CSVs should conform to certain rules in order to be properly ingested both in terms of format as well as in terms of file naming conventions:

  1. CSVs must include a header line, e.g.:

    $ cat EXP_TRUSTED_CONNECTIONS_20160429100000.csv
    "DB_User_Name","Server_IP","Client_IP","Client_Host_Name","OS_User","Type"
    
  2. CSVs must be comma separated. Strings must be encompassed in double quotes. Typing can be controlled through configuration in the sonargd.conf file but otherwise will create strings for all data.

  3. CSV file names must start with EXP_ as shown above.

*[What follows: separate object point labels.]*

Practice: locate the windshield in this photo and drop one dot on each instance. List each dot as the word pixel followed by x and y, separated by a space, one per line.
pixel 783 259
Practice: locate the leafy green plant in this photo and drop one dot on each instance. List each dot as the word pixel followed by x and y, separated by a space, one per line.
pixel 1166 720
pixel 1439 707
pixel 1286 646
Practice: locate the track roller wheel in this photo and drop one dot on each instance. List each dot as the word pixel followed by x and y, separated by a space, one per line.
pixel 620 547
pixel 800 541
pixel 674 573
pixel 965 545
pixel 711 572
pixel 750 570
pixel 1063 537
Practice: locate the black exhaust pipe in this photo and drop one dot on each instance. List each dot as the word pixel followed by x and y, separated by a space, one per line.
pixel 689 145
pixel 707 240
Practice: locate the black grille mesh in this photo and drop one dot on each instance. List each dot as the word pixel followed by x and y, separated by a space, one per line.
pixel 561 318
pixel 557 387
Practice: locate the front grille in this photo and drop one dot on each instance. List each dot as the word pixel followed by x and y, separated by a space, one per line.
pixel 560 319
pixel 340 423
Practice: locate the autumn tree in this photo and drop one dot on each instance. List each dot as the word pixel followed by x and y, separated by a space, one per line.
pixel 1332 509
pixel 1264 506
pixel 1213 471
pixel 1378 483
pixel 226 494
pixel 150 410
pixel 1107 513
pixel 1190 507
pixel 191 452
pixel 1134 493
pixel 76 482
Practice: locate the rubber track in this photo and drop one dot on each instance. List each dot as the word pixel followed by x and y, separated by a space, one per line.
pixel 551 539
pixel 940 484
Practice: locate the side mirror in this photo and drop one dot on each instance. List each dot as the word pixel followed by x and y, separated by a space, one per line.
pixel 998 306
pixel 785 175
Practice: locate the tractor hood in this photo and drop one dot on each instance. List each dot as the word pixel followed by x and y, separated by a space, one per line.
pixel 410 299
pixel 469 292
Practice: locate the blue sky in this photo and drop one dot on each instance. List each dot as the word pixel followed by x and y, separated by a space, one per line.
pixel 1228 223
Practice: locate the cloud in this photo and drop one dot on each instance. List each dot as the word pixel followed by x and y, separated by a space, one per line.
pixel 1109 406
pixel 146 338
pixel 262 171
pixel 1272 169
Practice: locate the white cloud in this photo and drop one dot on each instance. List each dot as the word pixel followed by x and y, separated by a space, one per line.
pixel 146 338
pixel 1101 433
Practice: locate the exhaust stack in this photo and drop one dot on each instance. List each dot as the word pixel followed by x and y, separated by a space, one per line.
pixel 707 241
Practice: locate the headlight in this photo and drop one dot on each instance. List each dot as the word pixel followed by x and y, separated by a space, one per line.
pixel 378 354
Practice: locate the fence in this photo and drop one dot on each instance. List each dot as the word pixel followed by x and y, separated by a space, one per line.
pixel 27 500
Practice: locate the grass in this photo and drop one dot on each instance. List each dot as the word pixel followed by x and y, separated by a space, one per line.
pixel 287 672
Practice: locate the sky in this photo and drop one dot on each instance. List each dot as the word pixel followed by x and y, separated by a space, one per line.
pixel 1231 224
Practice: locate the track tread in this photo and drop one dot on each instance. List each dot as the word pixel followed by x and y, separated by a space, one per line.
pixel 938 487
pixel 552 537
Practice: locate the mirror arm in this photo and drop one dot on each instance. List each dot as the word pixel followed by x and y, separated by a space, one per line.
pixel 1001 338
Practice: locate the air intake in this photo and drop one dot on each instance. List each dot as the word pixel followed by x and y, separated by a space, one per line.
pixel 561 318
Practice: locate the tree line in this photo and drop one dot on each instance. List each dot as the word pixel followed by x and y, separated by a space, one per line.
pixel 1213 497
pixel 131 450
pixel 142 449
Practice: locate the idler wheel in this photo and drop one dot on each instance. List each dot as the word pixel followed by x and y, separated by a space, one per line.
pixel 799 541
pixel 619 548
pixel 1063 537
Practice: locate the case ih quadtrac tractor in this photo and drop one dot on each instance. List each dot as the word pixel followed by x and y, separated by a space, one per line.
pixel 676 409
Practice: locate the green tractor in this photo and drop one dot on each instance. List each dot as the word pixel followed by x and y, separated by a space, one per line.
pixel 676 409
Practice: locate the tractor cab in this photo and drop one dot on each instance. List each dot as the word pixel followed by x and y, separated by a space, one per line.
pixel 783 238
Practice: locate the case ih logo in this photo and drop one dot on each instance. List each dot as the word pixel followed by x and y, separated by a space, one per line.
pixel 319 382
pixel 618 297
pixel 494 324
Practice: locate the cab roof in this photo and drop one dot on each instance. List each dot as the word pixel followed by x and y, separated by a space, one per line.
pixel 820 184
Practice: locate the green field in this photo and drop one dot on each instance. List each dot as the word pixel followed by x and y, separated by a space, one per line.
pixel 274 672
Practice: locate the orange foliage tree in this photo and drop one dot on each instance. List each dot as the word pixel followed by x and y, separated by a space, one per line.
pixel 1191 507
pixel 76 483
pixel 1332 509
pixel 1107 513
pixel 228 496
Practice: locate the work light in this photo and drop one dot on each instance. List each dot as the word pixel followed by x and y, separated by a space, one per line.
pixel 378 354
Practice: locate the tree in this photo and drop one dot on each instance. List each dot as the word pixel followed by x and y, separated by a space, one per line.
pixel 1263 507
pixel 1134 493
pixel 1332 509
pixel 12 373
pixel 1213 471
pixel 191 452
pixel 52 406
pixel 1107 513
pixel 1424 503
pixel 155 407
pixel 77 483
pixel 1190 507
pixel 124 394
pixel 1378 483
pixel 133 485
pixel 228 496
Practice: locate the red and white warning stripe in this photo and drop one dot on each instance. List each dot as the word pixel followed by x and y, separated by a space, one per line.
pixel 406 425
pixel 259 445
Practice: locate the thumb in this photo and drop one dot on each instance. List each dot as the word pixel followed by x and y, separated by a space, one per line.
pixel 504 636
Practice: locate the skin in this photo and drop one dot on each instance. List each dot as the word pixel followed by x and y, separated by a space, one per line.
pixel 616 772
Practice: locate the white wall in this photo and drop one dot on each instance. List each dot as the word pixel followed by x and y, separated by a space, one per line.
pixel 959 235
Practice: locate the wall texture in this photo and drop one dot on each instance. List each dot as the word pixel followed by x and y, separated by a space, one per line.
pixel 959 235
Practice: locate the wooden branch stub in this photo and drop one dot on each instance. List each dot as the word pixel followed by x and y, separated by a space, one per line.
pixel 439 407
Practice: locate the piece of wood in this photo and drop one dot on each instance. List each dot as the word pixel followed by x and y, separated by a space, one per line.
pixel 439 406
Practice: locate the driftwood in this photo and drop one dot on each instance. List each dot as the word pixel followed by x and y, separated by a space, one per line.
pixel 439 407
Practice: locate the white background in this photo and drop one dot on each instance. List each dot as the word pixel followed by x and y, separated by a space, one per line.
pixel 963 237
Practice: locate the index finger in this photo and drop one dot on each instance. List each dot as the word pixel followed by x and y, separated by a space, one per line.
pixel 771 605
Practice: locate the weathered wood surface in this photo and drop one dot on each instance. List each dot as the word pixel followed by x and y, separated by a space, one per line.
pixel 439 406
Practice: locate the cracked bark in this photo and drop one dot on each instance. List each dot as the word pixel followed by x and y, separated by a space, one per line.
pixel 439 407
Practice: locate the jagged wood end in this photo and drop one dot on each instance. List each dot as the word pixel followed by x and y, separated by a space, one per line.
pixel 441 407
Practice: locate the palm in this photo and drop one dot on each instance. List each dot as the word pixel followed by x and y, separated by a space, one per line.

  4. One or more CSV of the same type and timeframe may be packaged together. CSVs much be packaged and compressed using tar czf (i.e. a compressed tar) and the file must have a .gz extension, for example:

    $ ls -lrt TRUST -rw-rw-r– 1 ubuntu ubuntu 1185 Apr 29 20:53 1762144738_host1_EXP_TRUSTED_CONNECTIONS_20160429100000.gz -rw-r–r– 1 ubuntu ubuntu 0 Apr 29 21:09 1762144738_host1_EXP_TRUSTED_CONNECTIONS_20160429100000_COMPLETE.gz

The first number represents a unique source machine identifier, the name after the _ is the hostname of the source machine, then the name of the data domain and then the timeframe. Note that the name of the file determines which collection the data will be inserted into. This can be changed and managed by editing sonargd.conf but as a default the filename determines where the data will go.

  1. A COMPLETE file must always accompany a data file by the same name. The content of the COMPLETE file is not used and can it be zero length. A data file will not be processed until the accompanied COMPLETE file arrives; this is how the ETL process knows the copy of the data file has completed.